As with the Versal Premium units, the Versal HBM units have some scalar processing engines primarily based on Arm cores, some programmable logic that implements the FPGA performance and its inner and numerous recollections, and DSP engines that do mixed-precision math for machine studying, imaging, and sign processing purposes. Hooked up to that is the HBM reminiscence and a slew of hard-coded I/O controllers and SerDes that make information zip into and out of those chips at lightning pace. One of many the reason why FPGA clients want HBM reminiscence on such a tool is as a result of it has a lot completely different I/O including as much as a lot mixture bandwidth. The PCI-Specific 5.0 controllers, which assist DMA, CCIX, and CXL protocols for reminiscence latency, have an mixture of 1.5 Tb/sec of bandwidth; and the chip-to-chip Interlaken interconnect has an built-in ahead error correction (FEC) accelerator and ship 600 Gb/sec of mixture bandwidth.
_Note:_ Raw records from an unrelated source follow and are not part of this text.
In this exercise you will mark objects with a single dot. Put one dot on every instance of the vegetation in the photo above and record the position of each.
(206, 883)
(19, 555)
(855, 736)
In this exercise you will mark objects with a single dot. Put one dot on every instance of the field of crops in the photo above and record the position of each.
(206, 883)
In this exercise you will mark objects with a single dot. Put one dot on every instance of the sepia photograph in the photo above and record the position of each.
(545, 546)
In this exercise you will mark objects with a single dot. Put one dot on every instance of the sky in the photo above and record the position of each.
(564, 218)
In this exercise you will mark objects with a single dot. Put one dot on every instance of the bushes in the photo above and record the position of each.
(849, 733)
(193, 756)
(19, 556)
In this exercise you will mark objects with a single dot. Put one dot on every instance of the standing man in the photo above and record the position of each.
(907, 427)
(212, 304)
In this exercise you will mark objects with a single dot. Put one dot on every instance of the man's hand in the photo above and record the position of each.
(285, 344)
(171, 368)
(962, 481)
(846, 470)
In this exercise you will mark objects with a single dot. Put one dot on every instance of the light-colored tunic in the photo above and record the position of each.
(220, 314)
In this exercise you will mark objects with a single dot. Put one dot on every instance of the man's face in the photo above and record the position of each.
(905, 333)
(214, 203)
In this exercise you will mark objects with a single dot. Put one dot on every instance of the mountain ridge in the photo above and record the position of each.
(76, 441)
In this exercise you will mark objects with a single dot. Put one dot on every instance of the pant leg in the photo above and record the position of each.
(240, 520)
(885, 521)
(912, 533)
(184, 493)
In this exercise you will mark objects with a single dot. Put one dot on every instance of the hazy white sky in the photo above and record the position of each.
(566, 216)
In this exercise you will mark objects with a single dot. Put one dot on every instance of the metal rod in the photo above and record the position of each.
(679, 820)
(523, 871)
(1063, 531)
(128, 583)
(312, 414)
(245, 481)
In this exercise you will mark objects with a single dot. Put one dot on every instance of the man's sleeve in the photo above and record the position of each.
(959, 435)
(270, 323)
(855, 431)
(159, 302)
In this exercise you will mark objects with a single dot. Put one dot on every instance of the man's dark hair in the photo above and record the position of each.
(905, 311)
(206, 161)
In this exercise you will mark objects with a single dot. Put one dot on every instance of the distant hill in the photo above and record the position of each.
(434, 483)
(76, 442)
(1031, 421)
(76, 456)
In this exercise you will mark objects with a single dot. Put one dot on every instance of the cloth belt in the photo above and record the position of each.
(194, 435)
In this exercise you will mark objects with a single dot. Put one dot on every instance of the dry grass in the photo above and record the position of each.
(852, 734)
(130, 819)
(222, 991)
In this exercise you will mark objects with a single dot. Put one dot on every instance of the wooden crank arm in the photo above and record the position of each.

The cryptographic engines, that are additionally hard-coded just like the PCI-Specific and Interlaken controllers, assist AES-GCM at 128 bits and 256 bits in addition to MACsec and IPsec protocols, and ship 1.2 Tb/sec of mixture bandwidth and might do encryption at 400 Gb/sec to match the road price of a 400 Gb/sec Ethernet port. The hard-coded Ethernet controllers can drive 400 Gb/sec ports (with 58Gb/sec PAM4 signaling) and 800 Gb/sec ports (with 112 Gb/sec PAM4 signaling) in addition to something all the way down to 10 Gb/sec alongside the Ethernet steps utilizing legacy 32 Gb/sec NRZ signaling; all instructed, the chip has an mixture Ethernet bandwidth of two.4 Tb/sec.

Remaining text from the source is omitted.